Friday 6 November 2009

Thank Heavens for LCD Monitors

Some might say that I write updates here way too rarely to make it a readable blog, because when I do manage to write something, it's only a few paragraphs of how I watched a Kurt Russell film instead of something more interesting like what I THOUGHT about the film, and quite often I make a big deal about something new I'm doing that I won't do.
There's a good explanation for the lack of content, though: I never do anything. I think that's a very good explanation.

Anyway, the important and interesting thing about my current life is surely, if not most definitely, The Twilight Zone, of how far I've made it through the series.
I can honestly say, proud and ashamed at the same time, that I've watched 51 episodes so far. Something like 150 episodes were made of the series, so... I'm getting there. Very slowly.
I think the dream I had last night was greatly influenced by the overexposure to the Twilight Zone, but dreams usually are weird so who knows. I think there was something related to Chucky, the killer doll, too. I don't remember the details anymore.

More or less interesting than the TV shows I watch was the great adventure I had last night.
You know how old electronics seem to pile up in your basement and closets and bedroom corners, right? Your 20-year-old TV set with now slowly dimming picture, your old 50Hz PC that was never of any use but still works, the newer but still ancient PC that could just barely run Fracas to bring comfort into those lonely winter evenings, the cassette-player that was a relic even before CDs hit the public and so on.
That stuff is often hard to get rid of, not only because of sentimental value but because it's not ordinary waste. You can't just drop it in the bin and say goodbye. You can't leave it next to the trash outside and feel good about yourself. At least you shouldn't. You need to PAY to get someone to haul that crap away, that crap that still works even though there hasn't been any need for it to work in a decade or more.

Well, long and winding story shorter, here where I live once a year the city has these dudes in trucks go around picking up people's old electronics and dangerous waste for free, if you can haul it at their stop-points yourself. They stopped at two places in this part of town, and luckily we live almost right between those points so when last night we carried old computers, monitors, VCRs and radios out, we were able to split the pile of junk into two and haul half the stuff to the first stop and the other half to the second stop.
First we hauled the biggest monitor and the pc it came with to the first stop that we thought was the harder one to reach.
The journey was pretty taxing because we had to carry the stuff by hand, we don't have a car and our old baby carriage was stolen some years ago (oddly enough it was the only thing that was stolen that time.

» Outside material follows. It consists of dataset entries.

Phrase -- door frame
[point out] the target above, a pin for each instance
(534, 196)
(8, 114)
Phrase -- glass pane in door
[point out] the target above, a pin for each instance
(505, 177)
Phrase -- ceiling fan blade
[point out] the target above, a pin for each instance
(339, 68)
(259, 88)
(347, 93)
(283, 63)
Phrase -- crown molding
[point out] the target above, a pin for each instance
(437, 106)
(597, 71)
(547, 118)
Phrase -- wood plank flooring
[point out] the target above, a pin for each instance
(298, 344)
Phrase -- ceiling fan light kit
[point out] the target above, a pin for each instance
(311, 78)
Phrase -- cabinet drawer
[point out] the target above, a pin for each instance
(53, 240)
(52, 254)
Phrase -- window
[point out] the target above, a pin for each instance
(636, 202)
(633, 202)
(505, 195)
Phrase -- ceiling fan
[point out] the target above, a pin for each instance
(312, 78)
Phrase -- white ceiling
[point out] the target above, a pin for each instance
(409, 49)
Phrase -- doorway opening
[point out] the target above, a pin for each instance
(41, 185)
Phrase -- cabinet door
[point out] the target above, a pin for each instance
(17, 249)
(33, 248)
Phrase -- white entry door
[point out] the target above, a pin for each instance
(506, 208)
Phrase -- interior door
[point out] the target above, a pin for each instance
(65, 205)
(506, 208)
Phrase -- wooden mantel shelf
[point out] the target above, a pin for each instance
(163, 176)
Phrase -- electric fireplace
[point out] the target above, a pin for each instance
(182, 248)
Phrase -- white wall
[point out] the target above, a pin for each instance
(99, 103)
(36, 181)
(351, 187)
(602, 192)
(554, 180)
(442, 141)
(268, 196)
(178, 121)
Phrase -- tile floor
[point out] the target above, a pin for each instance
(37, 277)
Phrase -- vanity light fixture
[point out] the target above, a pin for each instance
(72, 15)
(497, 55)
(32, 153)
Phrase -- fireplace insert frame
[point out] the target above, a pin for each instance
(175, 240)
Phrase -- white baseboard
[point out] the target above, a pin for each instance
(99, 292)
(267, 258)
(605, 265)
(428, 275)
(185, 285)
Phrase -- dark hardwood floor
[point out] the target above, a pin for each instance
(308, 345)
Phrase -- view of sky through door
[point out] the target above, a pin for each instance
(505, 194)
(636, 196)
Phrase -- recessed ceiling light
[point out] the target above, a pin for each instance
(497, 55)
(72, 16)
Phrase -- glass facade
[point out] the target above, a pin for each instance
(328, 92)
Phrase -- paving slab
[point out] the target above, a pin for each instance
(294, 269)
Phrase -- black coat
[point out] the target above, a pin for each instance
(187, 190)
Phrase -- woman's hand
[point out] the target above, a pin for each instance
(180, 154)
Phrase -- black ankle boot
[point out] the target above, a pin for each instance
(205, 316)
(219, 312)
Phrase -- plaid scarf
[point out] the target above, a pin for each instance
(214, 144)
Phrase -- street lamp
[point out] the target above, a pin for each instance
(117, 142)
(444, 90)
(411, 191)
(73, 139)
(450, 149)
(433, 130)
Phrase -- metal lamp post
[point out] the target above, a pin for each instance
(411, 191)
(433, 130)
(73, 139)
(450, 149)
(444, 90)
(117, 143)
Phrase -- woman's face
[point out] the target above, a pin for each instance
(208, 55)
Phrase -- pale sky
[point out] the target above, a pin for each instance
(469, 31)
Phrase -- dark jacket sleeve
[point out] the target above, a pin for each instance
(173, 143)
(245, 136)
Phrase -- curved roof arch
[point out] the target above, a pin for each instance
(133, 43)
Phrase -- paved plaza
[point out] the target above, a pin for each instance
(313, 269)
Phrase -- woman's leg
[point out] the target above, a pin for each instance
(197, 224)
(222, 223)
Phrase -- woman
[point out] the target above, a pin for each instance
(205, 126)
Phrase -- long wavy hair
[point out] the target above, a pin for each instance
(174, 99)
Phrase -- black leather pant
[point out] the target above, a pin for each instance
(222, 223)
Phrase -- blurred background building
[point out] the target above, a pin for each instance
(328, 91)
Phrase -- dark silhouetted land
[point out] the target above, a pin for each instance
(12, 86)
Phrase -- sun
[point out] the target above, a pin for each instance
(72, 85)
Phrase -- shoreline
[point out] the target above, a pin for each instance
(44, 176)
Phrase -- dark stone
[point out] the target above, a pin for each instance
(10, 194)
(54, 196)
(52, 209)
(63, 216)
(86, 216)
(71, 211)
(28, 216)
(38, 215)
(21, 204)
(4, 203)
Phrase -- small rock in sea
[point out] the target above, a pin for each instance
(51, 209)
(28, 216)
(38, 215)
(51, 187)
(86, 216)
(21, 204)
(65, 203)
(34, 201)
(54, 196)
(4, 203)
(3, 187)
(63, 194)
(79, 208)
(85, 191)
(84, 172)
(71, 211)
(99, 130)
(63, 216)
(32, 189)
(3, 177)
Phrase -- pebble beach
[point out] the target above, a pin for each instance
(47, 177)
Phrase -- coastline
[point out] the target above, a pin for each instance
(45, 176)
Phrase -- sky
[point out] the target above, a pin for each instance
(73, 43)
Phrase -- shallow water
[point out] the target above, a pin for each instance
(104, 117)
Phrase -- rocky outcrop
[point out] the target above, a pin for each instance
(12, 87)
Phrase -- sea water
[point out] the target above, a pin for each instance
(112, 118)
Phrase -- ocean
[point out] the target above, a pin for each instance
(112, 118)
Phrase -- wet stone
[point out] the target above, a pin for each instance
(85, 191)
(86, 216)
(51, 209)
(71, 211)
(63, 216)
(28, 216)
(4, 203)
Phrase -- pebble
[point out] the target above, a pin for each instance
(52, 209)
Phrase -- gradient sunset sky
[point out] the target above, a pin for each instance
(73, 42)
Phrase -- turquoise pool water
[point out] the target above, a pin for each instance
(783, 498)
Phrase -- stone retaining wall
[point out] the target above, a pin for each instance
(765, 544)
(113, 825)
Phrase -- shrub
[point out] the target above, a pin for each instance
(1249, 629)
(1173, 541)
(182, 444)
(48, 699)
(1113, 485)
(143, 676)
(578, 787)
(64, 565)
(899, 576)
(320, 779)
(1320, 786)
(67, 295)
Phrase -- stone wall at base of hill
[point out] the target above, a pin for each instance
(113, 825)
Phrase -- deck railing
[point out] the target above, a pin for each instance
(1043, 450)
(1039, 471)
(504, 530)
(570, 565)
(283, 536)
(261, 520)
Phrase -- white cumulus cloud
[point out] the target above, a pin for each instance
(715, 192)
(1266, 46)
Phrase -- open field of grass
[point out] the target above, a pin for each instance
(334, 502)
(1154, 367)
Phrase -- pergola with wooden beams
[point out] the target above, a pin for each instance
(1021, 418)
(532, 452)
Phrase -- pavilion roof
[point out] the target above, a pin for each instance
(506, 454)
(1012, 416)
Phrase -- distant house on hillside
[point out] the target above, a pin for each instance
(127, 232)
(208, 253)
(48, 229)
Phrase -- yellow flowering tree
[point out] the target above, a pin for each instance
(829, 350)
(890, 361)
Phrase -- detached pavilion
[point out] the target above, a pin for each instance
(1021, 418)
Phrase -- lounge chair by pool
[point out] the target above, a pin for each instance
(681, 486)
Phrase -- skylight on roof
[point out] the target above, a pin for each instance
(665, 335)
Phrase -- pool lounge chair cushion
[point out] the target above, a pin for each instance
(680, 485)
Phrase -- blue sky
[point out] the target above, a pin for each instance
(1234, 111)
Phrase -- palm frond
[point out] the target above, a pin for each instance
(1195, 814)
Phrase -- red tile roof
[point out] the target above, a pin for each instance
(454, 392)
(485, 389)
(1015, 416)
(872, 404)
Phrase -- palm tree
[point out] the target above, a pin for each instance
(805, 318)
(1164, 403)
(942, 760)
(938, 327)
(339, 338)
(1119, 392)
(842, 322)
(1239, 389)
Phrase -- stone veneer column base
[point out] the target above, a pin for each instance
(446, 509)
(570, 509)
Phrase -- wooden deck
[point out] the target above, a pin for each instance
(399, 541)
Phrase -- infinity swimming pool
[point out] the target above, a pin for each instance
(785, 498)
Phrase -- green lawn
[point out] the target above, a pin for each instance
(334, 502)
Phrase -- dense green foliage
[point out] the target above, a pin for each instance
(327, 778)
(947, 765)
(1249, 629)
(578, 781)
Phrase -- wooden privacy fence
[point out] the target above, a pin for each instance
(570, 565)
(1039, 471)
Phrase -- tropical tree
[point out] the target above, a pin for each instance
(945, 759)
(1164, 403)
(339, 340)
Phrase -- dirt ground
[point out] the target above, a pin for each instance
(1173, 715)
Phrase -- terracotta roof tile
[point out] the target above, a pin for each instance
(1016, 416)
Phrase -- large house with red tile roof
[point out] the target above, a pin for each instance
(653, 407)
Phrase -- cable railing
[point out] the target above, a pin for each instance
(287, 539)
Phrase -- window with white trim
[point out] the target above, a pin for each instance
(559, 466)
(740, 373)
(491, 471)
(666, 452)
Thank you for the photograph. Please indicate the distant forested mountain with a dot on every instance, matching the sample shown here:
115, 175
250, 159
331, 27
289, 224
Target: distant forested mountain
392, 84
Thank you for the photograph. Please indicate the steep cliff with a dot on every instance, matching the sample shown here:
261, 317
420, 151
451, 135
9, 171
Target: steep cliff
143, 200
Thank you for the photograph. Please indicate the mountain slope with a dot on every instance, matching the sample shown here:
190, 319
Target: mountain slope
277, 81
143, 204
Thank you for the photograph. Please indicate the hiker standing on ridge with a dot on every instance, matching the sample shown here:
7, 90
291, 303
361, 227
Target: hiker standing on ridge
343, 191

Breaking into the basement surely couldn't have been easy and the expensive smaller stuff wasn't even moved from it's spot). We were at the stop 10 minutes before the trucks came so after that job well done we were stupidly optimistic about the second trip.
We, the idiots of the play, also thought that we might as well throw out more old electronics while we're at it, since it's so easy.

I won't go into greater detail about the second trip because it felt longer than it really was and I remember it too well.
I'll just say that the voyage was of frustration, anger, despair and perspiration. The bags, ALL the bags we carried that stuff out in broke just 50 metres away from our door and the stop was further away than we had originally thought. The trucks scared us as they had left the previous stop 10 minutes before they should have and we were still a long way from the second stop when they drove past us. Bits and pieces of the stuff dropped on the ground on the way there.
But, here I am writing this and all that yesterday's technology is resting in pieces in the grave, so everything turned out fine. We got that shit loaded onto the trucks in time and picked up the little plastic stuff we dropped on the way back home. Thankfully individual keys from keyboards aren't difficult to get rid of.
It had started snowing just the night before so the slippery ground really helped us when we resorted to dragging the stuff from the power cords. I felt a bit like Django.

Modern technology isn't as durable, but it weights little and takes up little space, so carrying it out of the house is at least way easier, even if you must do it way more often.
I'm sore now, but I had fun. Doing stuff like this always makes me feel more of a man than the mouse I am.

By the way, it's still snowing. Odd, the past decade it's started snowing later and later, even as late as New Year's Eve, and the winter has usually lasted about two weeks with odd weather. It's almost like the winters from my childhood, and I am sure that now I jinxed it and tomorrow it's melted.